The study, published recently in Archives of Sexual Behavior, suggests humans find models standing in a pose known as the contrapposto, in which the model stands with their weight on one foot and bends their body to one side, more attractive than models standing naturally.

The pose is made most famous in the statue of David by Michelangelo, The Birth of Venus painting by Botticelli, the Venus de Milo statue by Alexandros, among others.

“The big take home that I get from this is the tricks that advertisers use to make their models look a certain way today are as old as models,” Dan Riskin, CTV’s science and technology specialist, told CTVNews.ca in a phone interview.

“If you look back at stuff from the Renaissance or even from antiquities -- from ancient Greece -- you can find examples where the person in the art is striking this weird, almost unnatural pose.”

The research team from the University of British Columbia created digital renderings of a woman’s body between the knees and the neck, one standing traditionally and one standing in contrapposto.

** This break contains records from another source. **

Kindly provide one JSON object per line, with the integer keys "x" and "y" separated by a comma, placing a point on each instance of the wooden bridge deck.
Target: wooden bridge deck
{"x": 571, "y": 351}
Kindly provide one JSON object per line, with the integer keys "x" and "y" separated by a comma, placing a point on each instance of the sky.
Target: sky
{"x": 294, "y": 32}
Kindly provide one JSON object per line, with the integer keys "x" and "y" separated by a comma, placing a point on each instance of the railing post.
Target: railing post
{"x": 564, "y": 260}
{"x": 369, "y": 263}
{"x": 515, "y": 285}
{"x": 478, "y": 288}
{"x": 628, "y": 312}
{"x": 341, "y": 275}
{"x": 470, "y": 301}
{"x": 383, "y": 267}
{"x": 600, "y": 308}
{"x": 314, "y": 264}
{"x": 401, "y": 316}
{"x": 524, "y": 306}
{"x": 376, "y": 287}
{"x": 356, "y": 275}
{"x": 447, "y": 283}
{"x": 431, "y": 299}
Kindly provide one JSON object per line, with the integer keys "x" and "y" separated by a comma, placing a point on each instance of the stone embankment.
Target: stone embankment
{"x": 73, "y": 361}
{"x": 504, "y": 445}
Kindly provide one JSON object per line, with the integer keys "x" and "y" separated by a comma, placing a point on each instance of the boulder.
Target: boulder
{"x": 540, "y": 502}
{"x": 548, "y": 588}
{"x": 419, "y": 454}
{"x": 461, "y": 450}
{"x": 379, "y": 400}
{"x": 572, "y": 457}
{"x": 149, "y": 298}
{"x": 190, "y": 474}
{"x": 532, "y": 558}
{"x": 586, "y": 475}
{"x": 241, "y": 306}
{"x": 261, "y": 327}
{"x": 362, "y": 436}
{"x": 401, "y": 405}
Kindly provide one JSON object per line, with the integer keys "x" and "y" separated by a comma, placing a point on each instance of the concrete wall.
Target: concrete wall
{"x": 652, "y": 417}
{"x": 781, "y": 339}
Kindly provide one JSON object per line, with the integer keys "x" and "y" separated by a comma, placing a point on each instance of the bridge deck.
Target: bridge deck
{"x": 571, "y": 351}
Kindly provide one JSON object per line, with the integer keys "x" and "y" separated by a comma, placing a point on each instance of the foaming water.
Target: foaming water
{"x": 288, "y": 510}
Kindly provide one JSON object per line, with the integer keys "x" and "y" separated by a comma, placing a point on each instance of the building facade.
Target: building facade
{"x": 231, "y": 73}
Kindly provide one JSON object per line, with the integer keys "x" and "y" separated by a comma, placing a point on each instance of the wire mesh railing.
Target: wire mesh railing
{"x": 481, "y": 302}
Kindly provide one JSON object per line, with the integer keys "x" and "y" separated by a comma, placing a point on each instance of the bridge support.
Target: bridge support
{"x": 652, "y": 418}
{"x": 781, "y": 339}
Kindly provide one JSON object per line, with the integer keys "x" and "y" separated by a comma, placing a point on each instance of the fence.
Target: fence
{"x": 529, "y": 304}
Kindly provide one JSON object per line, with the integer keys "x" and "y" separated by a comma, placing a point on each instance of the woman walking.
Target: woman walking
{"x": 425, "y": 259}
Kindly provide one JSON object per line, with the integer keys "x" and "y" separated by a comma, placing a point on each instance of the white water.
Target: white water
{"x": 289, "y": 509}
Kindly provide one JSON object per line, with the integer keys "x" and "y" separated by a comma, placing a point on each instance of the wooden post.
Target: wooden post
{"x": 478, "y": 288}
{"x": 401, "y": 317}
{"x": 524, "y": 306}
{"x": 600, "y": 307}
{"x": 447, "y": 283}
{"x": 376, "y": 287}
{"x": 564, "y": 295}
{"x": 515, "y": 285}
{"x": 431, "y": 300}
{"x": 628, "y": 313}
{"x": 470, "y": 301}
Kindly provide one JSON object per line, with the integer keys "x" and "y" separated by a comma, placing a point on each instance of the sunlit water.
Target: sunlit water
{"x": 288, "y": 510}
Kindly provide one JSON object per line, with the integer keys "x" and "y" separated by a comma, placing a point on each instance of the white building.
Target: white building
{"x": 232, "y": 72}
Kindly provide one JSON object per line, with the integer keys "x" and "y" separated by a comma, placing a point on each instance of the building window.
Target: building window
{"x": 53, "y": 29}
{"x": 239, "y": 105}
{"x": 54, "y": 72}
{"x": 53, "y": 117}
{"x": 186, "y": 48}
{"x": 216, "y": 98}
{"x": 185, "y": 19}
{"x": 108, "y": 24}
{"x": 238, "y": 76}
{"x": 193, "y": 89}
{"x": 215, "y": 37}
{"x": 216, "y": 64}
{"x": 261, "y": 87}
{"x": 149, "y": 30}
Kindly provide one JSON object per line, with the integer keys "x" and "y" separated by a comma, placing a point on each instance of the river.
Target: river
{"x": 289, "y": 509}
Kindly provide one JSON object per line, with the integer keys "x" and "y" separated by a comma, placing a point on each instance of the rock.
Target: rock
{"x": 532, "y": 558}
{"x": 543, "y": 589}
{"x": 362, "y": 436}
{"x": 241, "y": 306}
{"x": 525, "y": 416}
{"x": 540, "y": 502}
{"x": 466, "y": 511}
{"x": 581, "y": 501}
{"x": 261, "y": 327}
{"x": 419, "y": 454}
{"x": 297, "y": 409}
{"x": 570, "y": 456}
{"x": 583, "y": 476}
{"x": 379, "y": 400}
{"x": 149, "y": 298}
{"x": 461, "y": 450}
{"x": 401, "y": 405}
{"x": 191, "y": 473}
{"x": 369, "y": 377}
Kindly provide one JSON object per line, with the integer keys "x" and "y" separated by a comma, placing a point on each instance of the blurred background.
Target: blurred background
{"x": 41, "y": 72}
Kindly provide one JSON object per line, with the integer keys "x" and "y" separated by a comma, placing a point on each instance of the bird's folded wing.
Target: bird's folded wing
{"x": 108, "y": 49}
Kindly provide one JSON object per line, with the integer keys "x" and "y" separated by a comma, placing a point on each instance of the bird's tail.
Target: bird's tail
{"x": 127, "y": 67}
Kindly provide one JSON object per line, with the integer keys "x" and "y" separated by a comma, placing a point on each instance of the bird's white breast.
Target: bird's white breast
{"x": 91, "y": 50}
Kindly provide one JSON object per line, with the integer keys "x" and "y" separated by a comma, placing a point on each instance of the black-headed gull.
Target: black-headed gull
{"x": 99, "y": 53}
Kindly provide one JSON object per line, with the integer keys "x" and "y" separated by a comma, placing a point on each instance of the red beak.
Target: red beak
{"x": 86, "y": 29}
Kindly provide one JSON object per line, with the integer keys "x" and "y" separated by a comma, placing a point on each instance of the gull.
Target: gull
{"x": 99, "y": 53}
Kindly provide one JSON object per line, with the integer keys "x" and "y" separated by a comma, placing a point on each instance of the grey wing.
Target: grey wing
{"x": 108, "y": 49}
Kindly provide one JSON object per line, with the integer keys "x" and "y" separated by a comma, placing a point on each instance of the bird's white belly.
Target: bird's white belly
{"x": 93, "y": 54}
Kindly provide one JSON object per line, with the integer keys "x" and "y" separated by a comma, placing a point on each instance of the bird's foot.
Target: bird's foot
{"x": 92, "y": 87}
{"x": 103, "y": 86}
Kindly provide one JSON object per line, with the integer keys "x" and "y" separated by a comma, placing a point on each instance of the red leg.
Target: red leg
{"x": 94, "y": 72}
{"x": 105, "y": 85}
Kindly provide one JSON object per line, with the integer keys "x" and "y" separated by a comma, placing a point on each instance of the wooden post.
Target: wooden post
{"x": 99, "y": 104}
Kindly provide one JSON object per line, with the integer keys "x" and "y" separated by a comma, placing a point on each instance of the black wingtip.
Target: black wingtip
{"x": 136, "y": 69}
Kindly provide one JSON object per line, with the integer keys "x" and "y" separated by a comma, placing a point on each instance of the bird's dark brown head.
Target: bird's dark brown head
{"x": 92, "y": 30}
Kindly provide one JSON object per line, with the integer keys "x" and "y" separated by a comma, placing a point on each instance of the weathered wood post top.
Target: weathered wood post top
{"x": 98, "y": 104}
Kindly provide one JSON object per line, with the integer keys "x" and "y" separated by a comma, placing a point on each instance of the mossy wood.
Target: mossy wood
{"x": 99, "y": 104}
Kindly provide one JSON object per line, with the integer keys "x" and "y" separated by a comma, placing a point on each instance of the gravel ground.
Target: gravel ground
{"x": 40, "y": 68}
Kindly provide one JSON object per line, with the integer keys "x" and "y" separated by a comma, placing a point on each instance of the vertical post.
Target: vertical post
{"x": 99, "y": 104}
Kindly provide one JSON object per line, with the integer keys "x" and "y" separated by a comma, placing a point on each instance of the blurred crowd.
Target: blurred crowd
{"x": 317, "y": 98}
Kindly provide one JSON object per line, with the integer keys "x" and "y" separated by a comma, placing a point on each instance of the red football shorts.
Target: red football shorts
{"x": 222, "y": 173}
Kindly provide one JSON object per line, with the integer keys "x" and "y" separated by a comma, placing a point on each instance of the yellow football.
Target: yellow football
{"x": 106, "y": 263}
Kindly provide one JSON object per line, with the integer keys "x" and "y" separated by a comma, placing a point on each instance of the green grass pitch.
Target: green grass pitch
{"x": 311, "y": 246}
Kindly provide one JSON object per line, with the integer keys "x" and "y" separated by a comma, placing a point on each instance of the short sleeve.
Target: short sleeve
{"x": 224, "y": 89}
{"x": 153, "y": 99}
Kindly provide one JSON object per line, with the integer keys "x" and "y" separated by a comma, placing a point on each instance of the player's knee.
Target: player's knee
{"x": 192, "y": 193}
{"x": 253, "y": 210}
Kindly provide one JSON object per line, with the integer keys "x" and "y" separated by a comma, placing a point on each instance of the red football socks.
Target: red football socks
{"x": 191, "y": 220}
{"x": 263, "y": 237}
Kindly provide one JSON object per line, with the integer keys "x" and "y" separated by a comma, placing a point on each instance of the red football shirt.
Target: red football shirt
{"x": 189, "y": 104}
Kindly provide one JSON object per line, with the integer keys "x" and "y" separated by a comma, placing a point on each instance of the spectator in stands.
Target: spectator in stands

They then had 25 heterosexual males and 43 heterosexual females -- all undergraduate students from the University of Minho in Portugal -- look at the renderings from eight different angles. The participants were then asked which one they found more attractive and also had their eye movements tracked.

Both genders found the renderings in contrapposto more attractive, though men were more likely to indicate as such. The men also rated the side angles lower than other angles, while the women had no preference.

“(It’s) the same body that they’re seeing, it’s just in a slightly different pose, and yet they’re saying it’s more attractive, which is crazy,” Riskin said.

The researchers suggest the contrapposto pose gives the rendering a more pronounced waist-to-hip ratio (WHR), which is an indicator of “attractiveness, health, youthfulness, and reproductive potential.”

The researchers suggest the fictional characters Jessica Rabbit and Lara Croft Tomb Raider are examples of an exaggerated WHR.

The study did not examine a rendering of a male body and did not test anyone who is not heterosexual, which Riskin calls a “giant, gaping drawback” to the paper.

“This paper is about the feminine form and the most striking example of contrapposto, is the David, which is clearly not a feminine form,” he said.

Riskin added it would likely have been fairly simple to incorporate a male model into the study.

“I can’t see how it would’ve been very hard,” he said. “Presumably they could’ve made a male one and just asked the same people to rate the attractiveness too.”